Setting data standards is critical in measuring the quality of your organization’s data, he said. Understanding data relevancy is also paramount for ensuring that the data being evaluated and used is relevant to a decision being made or a transaction, he said.
"In the case of third party data from external sources, much of this information is aggregated from the Internet in a manner beyond an organization’s control. In this case, it is important to do due diligence to confirm that the data is coming from a valid, trusted source before basing major decisions on it."
Once data standards are in place and an organization has confirmed it has relevant data to work with, the next step is to apply techniques to cleanse the data and understand where anomalies exist. Then, businesses can apply governance processes to address issues and improve the data so decisions are made based on good data as a whole, Ahlstrom said.
As the process of cleaning data continues, Ahlstrom said, be sure to look at this data from others’ perspectives:
*You can't protect what you don't know exists. To determine what data is sensitive or critical, don't just look at your applications from an IT point of view.
* Engage with others to assess needs from differing perspectives: business operations, customers, regulators/auditors and shareholders. Keep this list updated because it evolves.

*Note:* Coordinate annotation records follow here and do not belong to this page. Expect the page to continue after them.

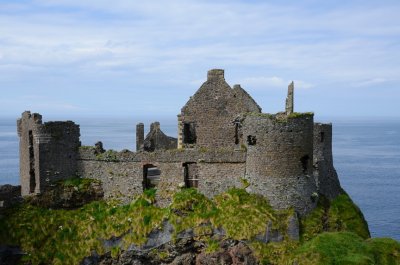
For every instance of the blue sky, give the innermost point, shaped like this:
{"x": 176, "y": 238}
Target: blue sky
{"x": 71, "y": 58}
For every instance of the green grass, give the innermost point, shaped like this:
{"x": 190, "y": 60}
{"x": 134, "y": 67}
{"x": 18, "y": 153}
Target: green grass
{"x": 339, "y": 215}
{"x": 109, "y": 156}
{"x": 347, "y": 248}
{"x": 80, "y": 183}
{"x": 334, "y": 233}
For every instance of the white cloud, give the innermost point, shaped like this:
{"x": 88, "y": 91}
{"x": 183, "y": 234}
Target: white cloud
{"x": 370, "y": 82}
{"x": 314, "y": 44}
{"x": 273, "y": 82}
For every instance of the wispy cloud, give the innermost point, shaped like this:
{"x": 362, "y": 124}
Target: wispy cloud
{"x": 158, "y": 43}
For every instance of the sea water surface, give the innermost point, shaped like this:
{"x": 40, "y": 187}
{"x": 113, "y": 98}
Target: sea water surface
{"x": 366, "y": 157}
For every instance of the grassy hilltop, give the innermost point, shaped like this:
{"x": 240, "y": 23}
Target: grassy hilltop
{"x": 334, "y": 233}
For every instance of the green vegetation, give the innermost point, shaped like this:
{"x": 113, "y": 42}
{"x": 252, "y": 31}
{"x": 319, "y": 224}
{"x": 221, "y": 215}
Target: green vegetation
{"x": 347, "y": 248}
{"x": 339, "y": 215}
{"x": 335, "y": 233}
{"x": 82, "y": 184}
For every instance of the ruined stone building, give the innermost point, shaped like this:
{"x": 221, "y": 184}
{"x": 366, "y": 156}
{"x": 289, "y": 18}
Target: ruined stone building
{"x": 223, "y": 141}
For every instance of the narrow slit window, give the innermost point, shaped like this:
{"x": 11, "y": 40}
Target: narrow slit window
{"x": 189, "y": 133}
{"x": 151, "y": 176}
{"x": 322, "y": 137}
{"x": 304, "y": 163}
{"x": 191, "y": 176}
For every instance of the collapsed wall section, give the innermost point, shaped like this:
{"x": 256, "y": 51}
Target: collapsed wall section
{"x": 324, "y": 172}
{"x": 279, "y": 159}
{"x": 48, "y": 152}
{"x": 208, "y": 118}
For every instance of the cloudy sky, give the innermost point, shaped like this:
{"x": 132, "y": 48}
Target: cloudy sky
{"x": 70, "y": 58}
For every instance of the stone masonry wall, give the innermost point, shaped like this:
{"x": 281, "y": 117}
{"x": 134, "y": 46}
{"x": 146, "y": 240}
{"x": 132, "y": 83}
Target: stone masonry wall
{"x": 48, "y": 152}
{"x": 213, "y": 109}
{"x": 279, "y": 159}
{"x": 325, "y": 174}
{"x": 122, "y": 172}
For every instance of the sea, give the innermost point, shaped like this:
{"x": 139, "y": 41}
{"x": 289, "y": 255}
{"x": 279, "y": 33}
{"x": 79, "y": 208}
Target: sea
{"x": 366, "y": 156}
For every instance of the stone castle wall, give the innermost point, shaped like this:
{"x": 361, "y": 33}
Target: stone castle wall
{"x": 122, "y": 172}
{"x": 222, "y": 140}
{"x": 279, "y": 160}
{"x": 48, "y": 152}
{"x": 212, "y": 110}
{"x": 325, "y": 174}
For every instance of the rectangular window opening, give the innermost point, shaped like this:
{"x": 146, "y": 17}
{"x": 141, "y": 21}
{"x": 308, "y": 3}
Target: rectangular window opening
{"x": 151, "y": 176}
{"x": 189, "y": 133}
{"x": 191, "y": 175}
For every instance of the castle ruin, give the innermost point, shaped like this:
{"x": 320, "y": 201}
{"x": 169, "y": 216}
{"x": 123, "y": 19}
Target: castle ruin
{"x": 223, "y": 141}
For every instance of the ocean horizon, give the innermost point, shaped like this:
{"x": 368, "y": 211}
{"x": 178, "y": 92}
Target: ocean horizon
{"x": 366, "y": 156}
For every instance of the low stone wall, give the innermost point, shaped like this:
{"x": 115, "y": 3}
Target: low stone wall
{"x": 122, "y": 173}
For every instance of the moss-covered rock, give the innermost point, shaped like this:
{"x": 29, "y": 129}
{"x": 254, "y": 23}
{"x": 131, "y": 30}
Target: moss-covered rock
{"x": 335, "y": 233}
{"x": 340, "y": 214}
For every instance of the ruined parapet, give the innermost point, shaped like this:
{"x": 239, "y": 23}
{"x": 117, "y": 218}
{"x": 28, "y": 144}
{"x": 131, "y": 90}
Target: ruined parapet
{"x": 215, "y": 74}
{"x": 139, "y": 136}
{"x": 48, "y": 152}
{"x": 157, "y": 139}
{"x": 325, "y": 174}
{"x": 279, "y": 160}
{"x": 289, "y": 99}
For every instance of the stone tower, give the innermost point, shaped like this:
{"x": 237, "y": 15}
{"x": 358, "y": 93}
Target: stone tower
{"x": 48, "y": 152}
{"x": 279, "y": 160}
{"x": 289, "y": 99}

Despite efforts to sanitize and make data useful, more than one-third of collected data is considered useless. If the trend of indiscriminately storing data continues, it will cost businesses $3.3 trillion per year, according to a study from research firm Vanson Bourne.
"Understanding and acknowledging that a data hoarding culture exists is a first step in addressing the problem," said Ben Gibson, CMO of Veritas, which commissioned the study by research firm Vanson Bourne.
Although more organizations recognize the problem, most do not know what data to start evaluating, what risk it may contain and where the value is discovered, he said. "Once they have visibility into that environment, they can make decisions faster, with more confidence, and bring in other business stakeholders to move forward with a well-conceived plan."
Real-Time Access to Data
"Before now, companies had to use their IT departments for data-related requests, which involved requesting complex reports from technical staff and took long amounts of time to produce. By the time the business users received the reports, the information was likely out of date," Ahlstrom said.
Technology has come a long way to provide direct, real-time access to data. There’s now the ability to analyze big data sets with in-memory computing, Hadoop, data lakes, he said. Companies are able to leverage the scale and power of cloud computing platforms to dig into data and analyze it for its deeper value.
"The science of data has made huge strides with industry experts performing research on it and developing advanced algorithms to derive better value from data. All of these areas are contributing greatly to the advancement of the data market, and there is so much on the horizon," he said.
CIOs have an incredibly important role in ensuring data strategy turns into action, which ultimately turns into revenue, cost savings and ways to base decisions faster and better than the competition.
"Data is of such critical importance to organizations that they can no longer manage it in siloed, one-off approaches that are based on individual departmental needs," according to an Experian Data Quality report. "Data needs to be managed by a central owner within the business …To meet the increasing demands of consumers, businesses have to improve the people, processes and technology around data management across their organization. They need to eliminate silos and accurately assess data challenges.”
Easier said than done.